The Daughter Of Travelling People Poem by Francis Duggan

The Daughter Of Travelling People



It was in the last year of the fifties that I saw her at Millstreet Horse Fair
The daughter of an Irish Traveller one with brown eyes and curly dark hair
Without saddle she rode on her pinto pony she trotted the mare up and down
In hope to catch the eye of a buyer in the Town Square of old Millstreet Town.

The first day of March I remember the air had a Wintery chill
And a heavy gray fog had enveloped the bracken face of Clara hill
She rode on her brown and white pinto one of great beauty to behold
A woman in her early twenties she did seem immune to the cold.

She wore a green skirt and a brown cardigan summery clothes appropriate for July
Yet it was a cold enough morning with heavy rain clouds in the sky
But she was one raised in the hard way of a hardy and nomadic race
Without makeup a natural beauty she had such a beautiful face

Her home was the back road and by road that led to the next Country Town
For to live the life she was born into she had forsook all dreams of renown
The Book of Life her book of knowledge she did not spend much time in school
Yet she had the look of brightness about her and she did seem nobody's fool.

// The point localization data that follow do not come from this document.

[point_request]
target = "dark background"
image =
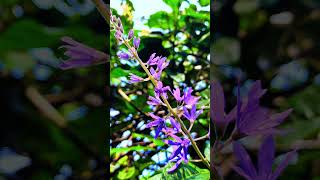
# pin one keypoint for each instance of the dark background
(32, 144)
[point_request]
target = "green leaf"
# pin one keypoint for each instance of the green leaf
(127, 149)
(127, 173)
(161, 20)
(19, 60)
(157, 142)
(185, 171)
(174, 4)
(207, 150)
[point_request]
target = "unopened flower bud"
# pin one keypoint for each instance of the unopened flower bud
(130, 34)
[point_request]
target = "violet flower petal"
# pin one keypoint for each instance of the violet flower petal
(244, 160)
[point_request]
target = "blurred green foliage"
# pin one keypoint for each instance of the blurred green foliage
(30, 33)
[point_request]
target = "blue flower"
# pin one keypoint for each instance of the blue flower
(193, 114)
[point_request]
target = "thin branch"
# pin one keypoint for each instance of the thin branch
(103, 8)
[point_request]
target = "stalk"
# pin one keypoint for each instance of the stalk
(105, 13)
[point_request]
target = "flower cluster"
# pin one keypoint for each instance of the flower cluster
(251, 119)
(172, 124)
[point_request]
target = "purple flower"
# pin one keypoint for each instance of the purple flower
(218, 106)
(254, 119)
(180, 151)
(160, 90)
(265, 161)
(123, 55)
(130, 34)
(162, 64)
(135, 79)
(155, 74)
(176, 94)
(160, 122)
(188, 99)
(193, 114)
(153, 60)
(118, 35)
(81, 55)
(154, 101)
(136, 42)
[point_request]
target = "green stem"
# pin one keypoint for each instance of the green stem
(183, 127)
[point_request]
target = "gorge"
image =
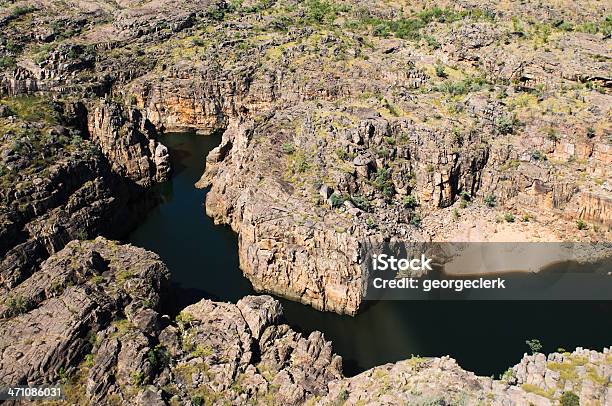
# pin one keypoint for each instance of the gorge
(189, 190)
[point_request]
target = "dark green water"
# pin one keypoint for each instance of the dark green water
(485, 337)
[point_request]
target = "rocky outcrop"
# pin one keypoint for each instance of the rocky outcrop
(56, 187)
(538, 380)
(51, 319)
(108, 342)
(107, 334)
(128, 141)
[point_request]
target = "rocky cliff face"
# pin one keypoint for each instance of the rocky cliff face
(90, 319)
(346, 124)
(58, 186)
(128, 141)
(109, 342)
(582, 376)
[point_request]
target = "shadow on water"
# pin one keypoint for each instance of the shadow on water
(485, 337)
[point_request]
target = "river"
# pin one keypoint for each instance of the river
(484, 337)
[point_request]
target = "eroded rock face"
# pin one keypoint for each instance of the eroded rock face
(128, 140)
(92, 312)
(417, 131)
(57, 186)
(536, 380)
(51, 319)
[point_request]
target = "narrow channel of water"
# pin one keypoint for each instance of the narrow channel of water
(485, 337)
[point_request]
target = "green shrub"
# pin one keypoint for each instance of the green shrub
(137, 378)
(440, 72)
(361, 202)
(288, 148)
(590, 132)
(409, 202)
(505, 125)
(537, 155)
(336, 200)
(569, 399)
(382, 182)
(534, 345)
(7, 62)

Not for her the sedentary existence of the wife of a one address man
This daughter of a Munster Traveller the queen of her race and her clan
She would marry the son of a Traveller the Travellers they stick with their own
She would give birth to the future Travellers and stay with the life she had known.

The first day of Spring though UnSpringlike a Wintery chill was in the air
I saw her ride her pinto pony in Millstreet Town at the March fair
The daughter of Travelling people the memory with me did remain
Of an unconceited young beauty though her I did not see again.